R100 (Hitoshi Matsumoto, 2013)

Il weird incontra il fetish nell’umiliante viaggio di R100.

Guardo al Giappone e mi domando da dove li pescano i comici? Negli anni Novanta Takeshi Kitano divenne una figura di spicco internazionale con dei veri e propri capolavori come Sonatine e Hana-bi, giungendo dopo a riflettere sulla natura stessa del successo e del cinema come Settima Arte nella trilogia del suicidio.

Nel nuovo millennio invece le isole nipponiche ci hanno fatto dono di un altro genio proveniente dal mondo della comicità ed è Hitoshi Matsumoto.

Cromatismi di genere

Il suo non è un cinema come gli altri, la narrazione scaturisce da concetti esili e dai generi distinguibili solo grazie alla palette di colori utilizzati dal direttore della fotografia. La sua breve carriera registica, R100 è solo il suo quarto film, la potremmo infatti dividere in fasi come fu per Pablo Picasso nel Novecento.

Ma il suo idolo artistico non è il pittore cubista, bensì Vincent Van Gogh di cui condivide il distacco col pubblico e la spinta all’isolazionismo. Matsumoto non ama avere un rapporto con gli altri colleghi né col cinema in generale, per evitare influenze che non siano quelle della pittura. Un’idea evidente sin dal suo primo film.

Di calci straziami

Così come in Symbol anche in R100 il protagonista è un uomo qualunque (Nao Omori). È un essere umano anonimo, di quelli che salutano sempre, con un padre a occuparsi del figlio piccolo e la moglie in coma in ospedale a cui portare dei fiori.

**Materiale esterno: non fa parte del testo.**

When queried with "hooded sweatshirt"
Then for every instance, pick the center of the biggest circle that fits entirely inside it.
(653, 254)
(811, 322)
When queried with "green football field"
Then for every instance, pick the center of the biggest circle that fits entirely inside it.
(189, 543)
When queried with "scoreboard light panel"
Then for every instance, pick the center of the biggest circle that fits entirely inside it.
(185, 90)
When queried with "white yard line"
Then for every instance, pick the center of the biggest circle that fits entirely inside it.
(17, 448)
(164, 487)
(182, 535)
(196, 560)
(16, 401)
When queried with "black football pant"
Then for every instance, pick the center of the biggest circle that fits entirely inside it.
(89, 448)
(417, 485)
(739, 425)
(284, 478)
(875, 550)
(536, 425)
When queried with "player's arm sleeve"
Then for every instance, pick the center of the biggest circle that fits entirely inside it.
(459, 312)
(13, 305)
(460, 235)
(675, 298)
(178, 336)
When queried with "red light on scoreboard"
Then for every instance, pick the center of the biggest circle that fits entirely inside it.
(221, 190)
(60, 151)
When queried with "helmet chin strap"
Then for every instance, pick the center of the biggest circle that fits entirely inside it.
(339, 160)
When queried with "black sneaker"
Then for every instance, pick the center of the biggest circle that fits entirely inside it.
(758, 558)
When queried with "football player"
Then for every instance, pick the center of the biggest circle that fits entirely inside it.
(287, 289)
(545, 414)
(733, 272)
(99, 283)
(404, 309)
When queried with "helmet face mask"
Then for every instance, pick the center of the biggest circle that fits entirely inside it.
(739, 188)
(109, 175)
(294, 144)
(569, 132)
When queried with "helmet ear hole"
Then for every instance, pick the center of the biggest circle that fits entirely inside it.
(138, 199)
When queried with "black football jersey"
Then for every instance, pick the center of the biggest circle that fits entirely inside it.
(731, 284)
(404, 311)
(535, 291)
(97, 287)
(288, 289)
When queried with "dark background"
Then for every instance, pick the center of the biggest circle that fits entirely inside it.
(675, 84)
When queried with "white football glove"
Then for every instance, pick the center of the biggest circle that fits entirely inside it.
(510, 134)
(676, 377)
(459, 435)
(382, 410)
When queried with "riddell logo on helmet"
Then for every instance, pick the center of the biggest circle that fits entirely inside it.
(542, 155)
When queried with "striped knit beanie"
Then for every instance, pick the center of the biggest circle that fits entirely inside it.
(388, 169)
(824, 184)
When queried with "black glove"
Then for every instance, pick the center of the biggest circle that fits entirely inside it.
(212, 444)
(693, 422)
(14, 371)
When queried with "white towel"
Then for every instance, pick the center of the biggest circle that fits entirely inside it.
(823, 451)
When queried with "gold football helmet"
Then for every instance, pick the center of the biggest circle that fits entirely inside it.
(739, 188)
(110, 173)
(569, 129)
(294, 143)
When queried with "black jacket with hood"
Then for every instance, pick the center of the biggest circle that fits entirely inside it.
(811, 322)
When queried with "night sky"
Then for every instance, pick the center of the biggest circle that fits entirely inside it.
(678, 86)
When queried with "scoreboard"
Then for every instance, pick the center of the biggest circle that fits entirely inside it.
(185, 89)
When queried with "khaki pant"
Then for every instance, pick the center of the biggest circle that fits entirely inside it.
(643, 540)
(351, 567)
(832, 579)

È troppa responsabilità per un codardo col vizio di farsi sottomettere, al punto tale da iscriversi a un misterioso club per soli sadomasochisti dal nome trasparente di Bondage. L’iscrizione dura un anno e il contratto non può essere strappato.

Perché mai uno dovrebbe voler tagliare il cordone dal proprio impegno verso un club? Perché l’iscrizione prevede un crescendo di umiliazioni fisiche e psicologiche per l’interessato malcapitato, sotto il tacco di donne in succinti abiti di pelle nera.

Sottomesso è bello

Le avventure sadomaso di Omori proseguono su binari assurdi, le “Regine” a cui è sottomesso passano da semplici schiaffi a rovinargli il cibo, a pestarlo in mezzo alla strada, sputargli addosso e insidiare la sua famiglia.

Sembra la trama di un thriller perverso, qualcosa come The Game di David Fincher, ma non è così e il volto di Omori gonfiandosi per l’eccitazione e lasciando cadere gli occhi in un nero abissale racconta il perché. Quelle umiliazioni lo elevano.

Il pubblico ideale

Lo schermo vibra letteralmente e la sensazione di incomprensibilità colpisce duramente lo spettatore, a meno che quest’ultimo non abbia superato il secolo di vita. Ecco qui spiegato il titolo, R100, Rated-100, vietato ai minori di 100 anni.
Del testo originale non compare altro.